Man convicted for walking around in his home naked

spike

New Member
Being naked at home is a John Dillinger-esque crime?
Curtains!

Keep your curtains closed to avoid misdemeanors

Sometimes it’s nice to walk around your house naked. I, for one, don’t particularly like to do it when there are strangers in the house, but I have interviewed people who do.

But what if the strangers are outside your house and look through your windows and see you naked? For an au natural Virginia man, this scenario has resulted in a conviction for indecent exposure.

Findlaw defines indecent exposure as “purposefully display[ing] one’s genitals in public, causing others to be alarmed or offended.” Erick Williamson, 29, was in his private home, but he was viewable from the public streets. A judge decided Friday that this means Williamson is guilty.

Let’s flesh out the problems with this ruling, after the jump.

Erick Williamson was having a cup of coffee in the buff one October morning. A woman drove by and saw him through his front window. Later, a mother and her 7-year-old son walked by on their way to school and saw him. Rather than averting their eyes, they decided to call the police.

If Williamson was a woman, and the passers-by had been male, the charges might have gone the other way. The male passers-by would be viewed as peeping toms. But that’s a gender issue that I won’t get into. Let’s stick with privacy.

The judge’s ruling basically means that if you have windows, your home is not a private space. The Washington Post says that Judge Ian O’Flaherty compared Williamson to notorious criminal John Dillinger:

[O'Flaherty] likened Williamson to bank robber John Dillinger, who also “thought he was doing nothing wrong when he walked into banks and shot them up.”

Dillinger robbed banks and killed police officers. Williamson drank coffee in the buff. This comparison seems, um, problematic.

So the takeaway lesson here: Walking around your house naked is a crime, but peeping into someone’s windows is okay.

Williamson is appealing the conviction. We at the Not-So Private Parts wish him luck.

http://trueslant.com/KashmirHill/2009/12/21/being-naked-at-home-is-a-crime-for-erick-williamson/
 

valkyrie

Well-Known Member
This has been happening for years. The label "sex offender" has been watered down to mean anything from consenting sex between an 18 year old and a 17 year old to conviction of violently raping a 4 year old child. I no longer flinch when I hear it.

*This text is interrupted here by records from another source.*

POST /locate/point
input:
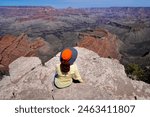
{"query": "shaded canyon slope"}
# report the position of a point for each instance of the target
(13, 47)
(103, 79)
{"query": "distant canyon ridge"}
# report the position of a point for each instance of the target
(120, 33)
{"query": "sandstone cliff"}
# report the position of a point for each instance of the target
(102, 42)
(12, 47)
(103, 79)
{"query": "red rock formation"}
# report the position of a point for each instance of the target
(12, 47)
(101, 42)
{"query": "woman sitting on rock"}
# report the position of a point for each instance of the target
(66, 71)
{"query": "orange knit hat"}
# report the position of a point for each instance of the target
(66, 54)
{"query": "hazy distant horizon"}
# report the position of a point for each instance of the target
(77, 3)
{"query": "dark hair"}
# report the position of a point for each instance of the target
(64, 66)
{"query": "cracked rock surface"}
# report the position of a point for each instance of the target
(103, 79)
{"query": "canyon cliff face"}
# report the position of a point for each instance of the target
(102, 42)
(12, 47)
(103, 79)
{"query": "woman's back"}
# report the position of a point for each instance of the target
(65, 79)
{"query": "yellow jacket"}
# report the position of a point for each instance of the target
(64, 80)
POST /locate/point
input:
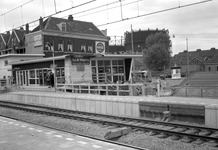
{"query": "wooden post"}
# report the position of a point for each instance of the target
(158, 89)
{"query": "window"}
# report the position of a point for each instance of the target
(6, 62)
(49, 45)
(60, 45)
(13, 42)
(63, 27)
(83, 47)
(90, 48)
(70, 46)
(80, 67)
(32, 73)
(1, 45)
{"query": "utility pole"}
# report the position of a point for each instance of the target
(187, 57)
(133, 59)
(54, 67)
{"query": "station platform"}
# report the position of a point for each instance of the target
(201, 110)
(16, 135)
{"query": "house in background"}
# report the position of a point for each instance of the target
(212, 64)
(76, 50)
(4, 43)
(12, 49)
(64, 36)
(194, 61)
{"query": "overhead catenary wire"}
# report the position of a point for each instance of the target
(43, 11)
(55, 13)
(135, 17)
(106, 9)
(156, 12)
(191, 4)
(16, 8)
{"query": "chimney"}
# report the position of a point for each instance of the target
(27, 28)
(40, 23)
(213, 48)
(21, 28)
(70, 18)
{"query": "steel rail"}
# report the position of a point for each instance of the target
(119, 124)
(141, 120)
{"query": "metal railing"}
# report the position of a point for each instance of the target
(108, 89)
(200, 92)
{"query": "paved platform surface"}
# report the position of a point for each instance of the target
(170, 99)
(16, 135)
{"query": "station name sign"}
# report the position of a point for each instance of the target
(80, 60)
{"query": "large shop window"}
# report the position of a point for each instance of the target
(90, 48)
(107, 71)
(70, 46)
(49, 45)
(32, 77)
(60, 74)
(83, 47)
(60, 45)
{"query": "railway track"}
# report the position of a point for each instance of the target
(182, 132)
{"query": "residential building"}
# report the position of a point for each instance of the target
(193, 61)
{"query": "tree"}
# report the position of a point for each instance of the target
(157, 54)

"Erick Williamson was having a cup of coffee in the buff one October morning. A woman drove by and saw him through his front window. Later, a mother and her 7-year-old son walked by on their way to school and saw him. Rather than averting their eyes, they decided to call the police."

There is another case where someone was having coffee in his own house with the window curtains drawn to the public but not to his own back yard. A woman, walking her son to school, cut through his back yard as a short cut and they saw him naked through the window. They reported him to the police and he was convicted of indecent exposure to a minor labeling him a "sex offender". He will have to register and do the whole "sex offender" scenario though he was not sentenced to any jail/prison time.

I find the whole thing abusive of our rights as property owners.